Even before the Independent National Electoral Commission (INEC) sounded the whistle to kick-start the campaign activities for the 2023 general elections a few weeks ago, some clerics have been bombarding the media space with prophecies of those who would clinch elective positions across different political parties.
Sadly, this practice has been part of our electoral processes in recent years …they are seasonings that spice up the pronouncements from the pulpits. As the dates for various stages of the elections inch close, so will the electorate be overwhelmed with predictions believed to come from above.
Nigeria has never fallen short of attention-seeking prediction mongers. We recall the warning by the Sultan of Sokoto and President of Supreme Council for Islamic Affairs, Alhaji Muhammadu Sa’ad Abubakar III, to religious leaders to desist from predicting the winners in the rescheduled 2019 presidential poll.
The Sultan gave the admonition at the meeting of the Interfaith Dialogue Forum for Peace (IDFP) held in Abuja. He said that given the way such rampant predictions were being dispensed, they might trigger a disaster, particularly if the proclaimed presidential candidate did not win the election.
He said, “As spiritual leaders, we need to be cautious about what we are saying to our followers in churches and mosques, taking into consideration that we shall stand at some point before Allah and account for our deeds.
“We ought to by no means permit ourselves for use by any political candidate.

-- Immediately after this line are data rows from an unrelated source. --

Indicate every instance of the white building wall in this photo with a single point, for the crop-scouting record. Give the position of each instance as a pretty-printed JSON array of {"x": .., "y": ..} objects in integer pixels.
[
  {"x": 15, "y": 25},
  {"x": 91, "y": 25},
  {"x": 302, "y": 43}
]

If you want to help any candidates, do it personally.
“Religious leaders should preach love for one another and do whatever they do with the fear of God.” prophecy
Clerics and other forecasters ought to be reminded of the Sultan’s admonition again. This is because the tendency is always there for political actors and their followers to see such prophecies as God’s verdicts, leading to complacency on their part. Those favoured by such predictions could take their hands off the plough in the belief that their victories are a foregone conclusion, rather than doing the needful during electioneering.
Such pastime should be left to political analysts and pundits who base their forecasts on hard facts and performances of parties and their candidates in an atmosphere devoid of electoral frauds. In a country where clerics lay claims to being the representatives of God with large followers who are so gullible, any failed prophecy would be blamed on manipulation of results by electoral umpires at various levels and other factors to rubbish such predictions originating from God!
These political clerics have sympathies for certain candidates or parties and as such, the tendency to incite their followers to resist the outcomes of polls even if they were credible would be there, claiming that the will of God has been shortchanged.
Besides predicting winners ahead of polls, there have been instances where some men of God claimed they had received divine instructions from God to contest elective positions only to fail in the end. When such vote-swaying declarations backfire, what impression do they want the people, especially their followers, to have about God?
While charging clerics who are paid or influenced in one way or the other to dispense prophecies to desist from such, politicians should also be cautioned against using religion to precipitate conflicts in the country ahead of the forthcoming polls. Equally, we enjoin the youths to avoid politicians that deploy hate speech to incite violence for their selfish interests before, during and after the polls.
Be that as it may, clerics are not the only ones bitten by the bug of partisanship. Traditional rulers, who are supposed to be fathers for all, tend to join the fray also. Most of them endorse and openly campaign for candidates of their choice. Such partisan royal fathers expose themselves to the danger of being attacked by thugs belonging to the political parties they do not support. Such leaders also lose the right to make peace in the event of any conflicts in their domains.
Lastly, it is high time we came to terms with the fact that we are first and foremost Nigerians before anything else. The way Nigerians deploy religion into politics as exemplified by the same faith imbroglio is mid-boggling. Politics and religion were made for us and not the other way round. It is a truism that religions are a spiritual compass aimed at guiding us on our life journey. Those who deviate from the path and choose to deploy it to fan the embers of disunity for their selfish interests are Nigeria’s No. 1 enemies.